Scénario catastrophe
En outre, ce regain d’activité militaire des séparatistes touareg va de pair avec une autre menace sécuritaire : la succession d’attaques attribuées surtout au Groupe de Soutien à l’Islam et aux Musulmans (GSIM), affilié à Al-Qaëda, d’un côté, et de l’autre, aux groupes affiliés à l’organisation Daech, qui ne cessent de gagner du terrain contre les forces armées maliennes. Plusieurs attaques revendiquées par le GSIM contre des positions de l’armée ont tué un certain nombre de soldats récemment, notamment à Bamba, le 7 septembre, et à Gao, le lendemain. Une autre attaque contre un bateau de transport de passagers sur le fleuve Niger, imputée aux djihadistes, a tué des dizaines de civils la semaine passée. A son tour, l’état-major malien a indiqué avoir mené une série de frappes aériennes contre des « terroristes » dans le Nord. Les séparatistes ont assuré, pour leur part, avoir abattu un avion de l’armée malienne à Almoustarat. Mais ces affirmations des uns et des autres sont très difficilement vérifiables.

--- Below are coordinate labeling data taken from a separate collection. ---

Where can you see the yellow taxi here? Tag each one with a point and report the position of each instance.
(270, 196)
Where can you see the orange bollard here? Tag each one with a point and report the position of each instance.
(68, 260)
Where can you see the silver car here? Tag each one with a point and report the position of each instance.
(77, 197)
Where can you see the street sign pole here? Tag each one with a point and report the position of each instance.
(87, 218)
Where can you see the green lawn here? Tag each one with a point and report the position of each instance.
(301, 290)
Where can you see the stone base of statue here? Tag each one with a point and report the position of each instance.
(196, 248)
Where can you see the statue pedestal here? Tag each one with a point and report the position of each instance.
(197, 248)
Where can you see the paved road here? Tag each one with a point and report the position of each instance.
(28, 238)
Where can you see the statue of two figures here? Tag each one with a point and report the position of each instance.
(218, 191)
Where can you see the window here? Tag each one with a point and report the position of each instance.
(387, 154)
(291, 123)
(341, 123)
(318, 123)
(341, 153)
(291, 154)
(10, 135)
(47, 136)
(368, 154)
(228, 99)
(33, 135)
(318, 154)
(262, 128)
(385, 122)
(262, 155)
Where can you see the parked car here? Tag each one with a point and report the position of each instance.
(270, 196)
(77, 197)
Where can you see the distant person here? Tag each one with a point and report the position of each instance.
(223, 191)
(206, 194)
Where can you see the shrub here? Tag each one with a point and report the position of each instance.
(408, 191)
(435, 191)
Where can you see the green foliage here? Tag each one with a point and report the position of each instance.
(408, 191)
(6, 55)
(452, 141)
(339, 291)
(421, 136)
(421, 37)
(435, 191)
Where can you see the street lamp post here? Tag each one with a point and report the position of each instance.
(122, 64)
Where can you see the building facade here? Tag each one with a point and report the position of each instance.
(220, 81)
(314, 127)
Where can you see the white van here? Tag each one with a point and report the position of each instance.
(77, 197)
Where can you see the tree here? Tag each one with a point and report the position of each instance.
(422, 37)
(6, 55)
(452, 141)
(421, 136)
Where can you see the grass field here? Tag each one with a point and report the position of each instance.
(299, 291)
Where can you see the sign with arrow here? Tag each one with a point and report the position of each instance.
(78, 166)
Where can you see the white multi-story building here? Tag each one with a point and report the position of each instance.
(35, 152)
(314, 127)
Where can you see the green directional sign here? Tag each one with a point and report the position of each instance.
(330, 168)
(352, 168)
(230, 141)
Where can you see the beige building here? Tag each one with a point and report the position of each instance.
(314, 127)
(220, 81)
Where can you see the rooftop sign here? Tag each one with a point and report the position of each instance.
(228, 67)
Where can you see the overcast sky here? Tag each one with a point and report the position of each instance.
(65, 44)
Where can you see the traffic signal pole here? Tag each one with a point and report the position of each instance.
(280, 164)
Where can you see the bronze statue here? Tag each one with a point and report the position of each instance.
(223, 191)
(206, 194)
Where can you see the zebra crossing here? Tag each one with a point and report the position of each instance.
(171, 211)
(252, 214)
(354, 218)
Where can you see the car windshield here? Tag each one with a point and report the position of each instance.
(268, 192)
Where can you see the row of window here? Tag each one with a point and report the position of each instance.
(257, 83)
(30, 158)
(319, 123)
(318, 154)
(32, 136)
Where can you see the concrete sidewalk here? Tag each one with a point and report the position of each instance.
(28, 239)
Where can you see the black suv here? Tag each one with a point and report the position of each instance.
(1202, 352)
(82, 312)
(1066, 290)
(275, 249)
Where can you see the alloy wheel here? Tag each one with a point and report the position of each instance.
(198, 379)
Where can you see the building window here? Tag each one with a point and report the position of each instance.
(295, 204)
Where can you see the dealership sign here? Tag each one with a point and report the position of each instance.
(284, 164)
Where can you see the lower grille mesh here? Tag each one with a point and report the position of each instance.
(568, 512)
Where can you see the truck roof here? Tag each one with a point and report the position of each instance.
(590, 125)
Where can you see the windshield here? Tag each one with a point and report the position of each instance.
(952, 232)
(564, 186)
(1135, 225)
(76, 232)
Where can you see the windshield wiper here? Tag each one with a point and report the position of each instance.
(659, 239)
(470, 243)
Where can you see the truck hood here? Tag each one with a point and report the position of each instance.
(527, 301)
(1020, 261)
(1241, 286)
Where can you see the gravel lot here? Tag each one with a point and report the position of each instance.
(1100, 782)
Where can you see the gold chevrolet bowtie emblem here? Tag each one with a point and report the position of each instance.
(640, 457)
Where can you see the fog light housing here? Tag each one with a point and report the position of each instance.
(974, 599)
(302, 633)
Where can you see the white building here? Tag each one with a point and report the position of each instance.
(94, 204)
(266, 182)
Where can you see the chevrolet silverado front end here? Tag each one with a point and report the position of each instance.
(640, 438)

Sur le plan humanitaire, les combats et les exercices du GSIM, qui a mis la ville de Tombouctou sous blocus et empêche désormais tout ravitaillement de la ville, ont augmenté les maux des habitants et ont rendu la vie encore plus difficile, ce qui a obligé la plupart des habitants à fuir et quitter leurs villes. « Al-Qaëda profite bien de la situation pour étendre son influence, et ensuite annoncer son émirat islamique au nord », prévient Abdel-Wahed. Et de conclure : « Bien que les intentions et les objectifs des groupes armés en conflit soient différents, l’armée fait face à un énorme défi sécuritaire. Le pire des scénarios pour le gouvernement serait que les rebelles touareg s’allient aux groupes terroristes ».